Changes to planning control over demolition - April 2011
A court of appeal judgement on 25 March 2011 has important and immediate consequences for planning control over demolition.
This judgement has quashed paragraphs 2(1)(a) to (d) of the Town & Country Planning (Demolition - description of buildings) Direction 1995 (contained in DOE circular 10/95).
This means that demolition of the following is now classed as 'development' and brings them into line with the treatment of residential buildings generally:
- demolition of a listed building
- a building in a conservation area
- building which is a scheduled monument
- a building that is not a dwelling house
- a building adjoining a dwelling house
Permitted development rights for the above forms of development now apply under Part 31 of the Town and Country Planning (General Permitted Development) Order 1995.
On this basis if the proposed development is not being undertaken in conjunction with a planning application for the redevelopment of a site, a prior notification application is required to be submitted to the Local Planning Authority to check whether the Council requires prior approval of the method of demolition for the following forms of demolition:
- any building which is a listed building
- any building in a conservation area
- any building which is a scheduled monument
- any freestanding domestic or non domestic building exceeding 50 cubic metres (measured externally)

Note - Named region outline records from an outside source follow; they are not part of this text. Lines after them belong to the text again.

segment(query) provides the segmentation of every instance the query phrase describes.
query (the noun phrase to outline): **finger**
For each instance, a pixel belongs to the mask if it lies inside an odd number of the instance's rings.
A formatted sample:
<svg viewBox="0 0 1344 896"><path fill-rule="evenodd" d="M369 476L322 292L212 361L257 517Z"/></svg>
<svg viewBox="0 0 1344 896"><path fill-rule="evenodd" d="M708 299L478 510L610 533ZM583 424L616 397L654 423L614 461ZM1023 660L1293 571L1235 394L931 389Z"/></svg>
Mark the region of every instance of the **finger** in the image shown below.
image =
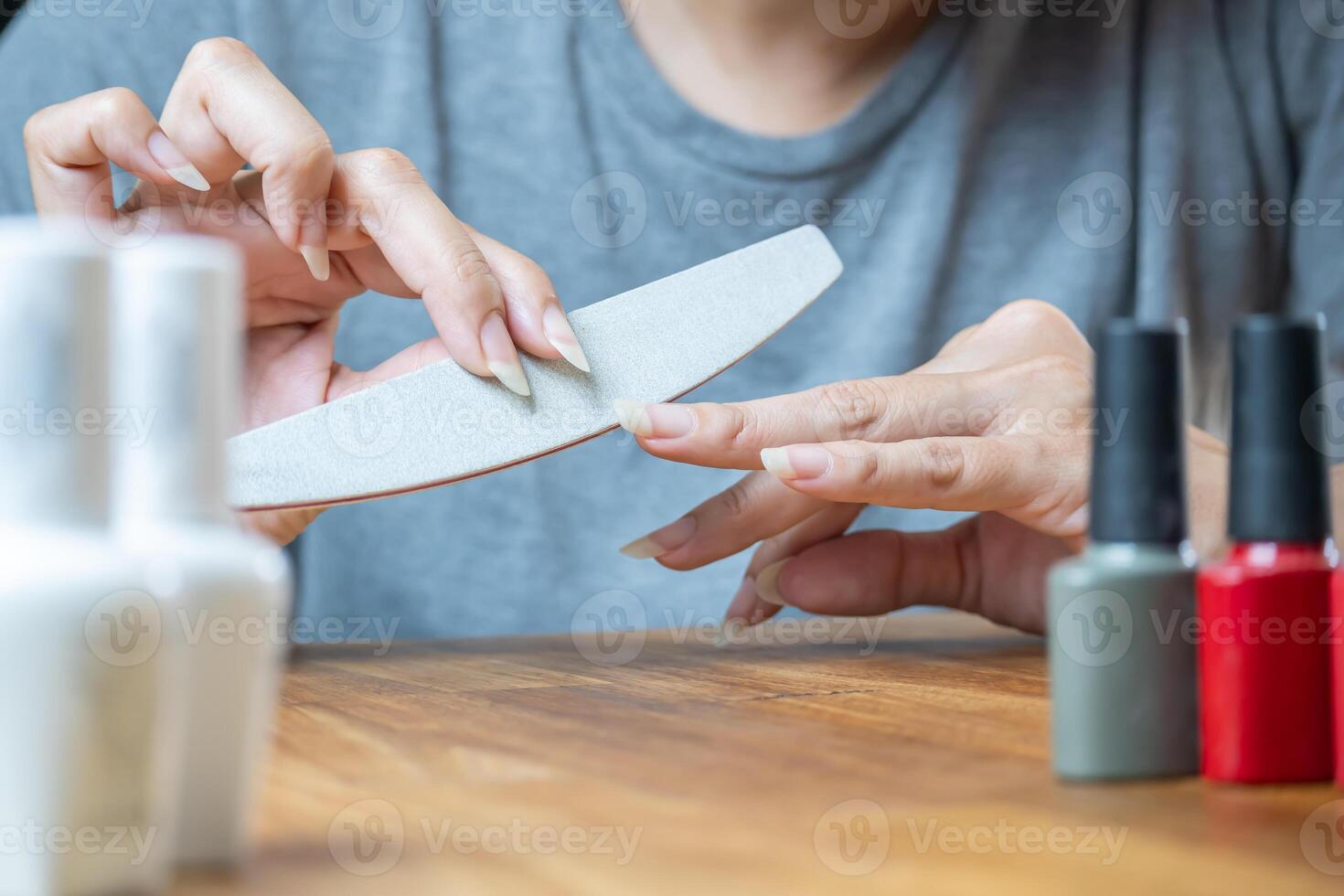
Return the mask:
<svg viewBox="0 0 1344 896"><path fill-rule="evenodd" d="M42 215L116 215L108 163L156 184L204 180L133 91L112 87L48 106L23 130L32 196Z"/></svg>
<svg viewBox="0 0 1344 896"><path fill-rule="evenodd" d="M669 570L695 570L778 535L828 504L773 476L750 473L680 520L629 543L621 553L653 559Z"/></svg>
<svg viewBox="0 0 1344 896"><path fill-rule="evenodd" d="M739 626L758 625L780 611L778 603L762 600L757 591L762 571L802 553L814 544L844 535L862 510L863 508L856 504L832 504L773 539L762 541L751 556L751 563L747 564L742 587L723 615L724 637L731 638L741 630Z"/></svg>
<svg viewBox="0 0 1344 896"><path fill-rule="evenodd" d="M1073 320L1048 302L1023 298L1004 305L982 324L957 333L921 369L970 372L1043 355L1063 355L1091 368L1091 347Z"/></svg>
<svg viewBox="0 0 1344 896"><path fill-rule="evenodd" d="M1039 513L1051 529L1083 523L1086 451L1074 439L991 437L891 445L832 442L762 451L767 470L804 494L895 508ZM1052 531L1051 535L1062 535Z"/></svg>
<svg viewBox="0 0 1344 896"><path fill-rule="evenodd" d="M563 357L585 373L590 372L583 347L542 266L474 227L464 227L499 278L513 340L538 357Z"/></svg>
<svg viewBox="0 0 1344 896"><path fill-rule="evenodd" d="M977 527L855 532L814 544L757 576L761 599L806 613L866 617L902 607L972 606Z"/></svg>
<svg viewBox="0 0 1344 896"><path fill-rule="evenodd" d="M257 54L231 38L192 47L163 128L210 184L228 181L245 164L261 172L270 227L316 279L327 279L331 138Z"/></svg>
<svg viewBox="0 0 1344 896"><path fill-rule="evenodd" d="M978 434L993 422L988 387L996 382L976 375L910 373L831 383L735 404L622 400L616 410L621 426L640 437L644 450L656 457L759 470L761 450L780 445ZM957 419L946 414L949 410Z"/></svg>
<svg viewBox="0 0 1344 896"><path fill-rule="evenodd" d="M243 176L235 185L246 197L255 179ZM362 149L337 157L331 206L341 211L329 234L340 253L339 278L386 296L419 297L442 344L414 345L367 371L368 377L384 382L452 357L478 376L531 394L493 269L405 154Z"/></svg>

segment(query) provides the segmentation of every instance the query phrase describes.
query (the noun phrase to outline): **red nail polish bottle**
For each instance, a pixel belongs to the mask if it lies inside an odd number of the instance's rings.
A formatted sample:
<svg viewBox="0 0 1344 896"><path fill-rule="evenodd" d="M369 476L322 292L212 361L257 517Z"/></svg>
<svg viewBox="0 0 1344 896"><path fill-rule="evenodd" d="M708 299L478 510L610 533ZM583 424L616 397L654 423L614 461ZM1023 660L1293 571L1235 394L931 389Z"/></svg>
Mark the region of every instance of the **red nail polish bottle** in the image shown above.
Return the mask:
<svg viewBox="0 0 1344 896"><path fill-rule="evenodd" d="M1203 772L1214 780L1328 780L1329 492L1321 326L1255 316L1232 336L1232 446L1224 560L1199 575Z"/></svg>
<svg viewBox="0 0 1344 896"><path fill-rule="evenodd" d="M1331 666L1335 672L1335 783L1344 787L1344 571L1331 580Z"/></svg>
<svg viewBox="0 0 1344 896"><path fill-rule="evenodd" d="M1335 783L1344 787L1344 575L1335 574L1331 614L1335 637L1331 641L1331 662L1335 669Z"/></svg>

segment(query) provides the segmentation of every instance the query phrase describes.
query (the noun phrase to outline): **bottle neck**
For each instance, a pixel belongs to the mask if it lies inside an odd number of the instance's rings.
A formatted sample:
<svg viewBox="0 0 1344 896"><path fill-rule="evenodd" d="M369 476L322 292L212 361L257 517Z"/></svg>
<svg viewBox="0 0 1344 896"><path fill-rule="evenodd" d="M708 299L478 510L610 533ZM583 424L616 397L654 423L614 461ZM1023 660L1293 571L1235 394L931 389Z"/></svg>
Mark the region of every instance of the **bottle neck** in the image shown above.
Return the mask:
<svg viewBox="0 0 1344 896"><path fill-rule="evenodd" d="M34 525L108 525L108 443L65 408L0 407L0 517ZM83 415L86 424L90 414Z"/></svg>

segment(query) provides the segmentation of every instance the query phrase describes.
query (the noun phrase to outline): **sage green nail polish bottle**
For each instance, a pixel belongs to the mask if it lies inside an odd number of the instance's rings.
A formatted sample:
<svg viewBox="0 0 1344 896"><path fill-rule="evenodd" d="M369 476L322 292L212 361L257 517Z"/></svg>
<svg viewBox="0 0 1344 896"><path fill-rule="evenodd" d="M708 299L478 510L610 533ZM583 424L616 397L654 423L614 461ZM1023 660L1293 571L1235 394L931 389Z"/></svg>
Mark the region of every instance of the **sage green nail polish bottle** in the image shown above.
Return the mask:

- any non domestic building adjoining a dwelling house
- any dwelling house
Please note that this requirement is in addition to any other form of consent required for demolition such as Listed Building Consent or Conservation Area Consent.
If the demolition is being undertaken in conjunction with a redevelopment project the proposed demolition works should be included within the proposal and referred to in the description of the development.
In addition the court of appeal has also concluded that demolition works come within the scope of the EIA directive. The effect is that where demolition works are likely to have significant effects on the environment, the LPA must issue a screening opinion on whether an environmental impact assessment is required.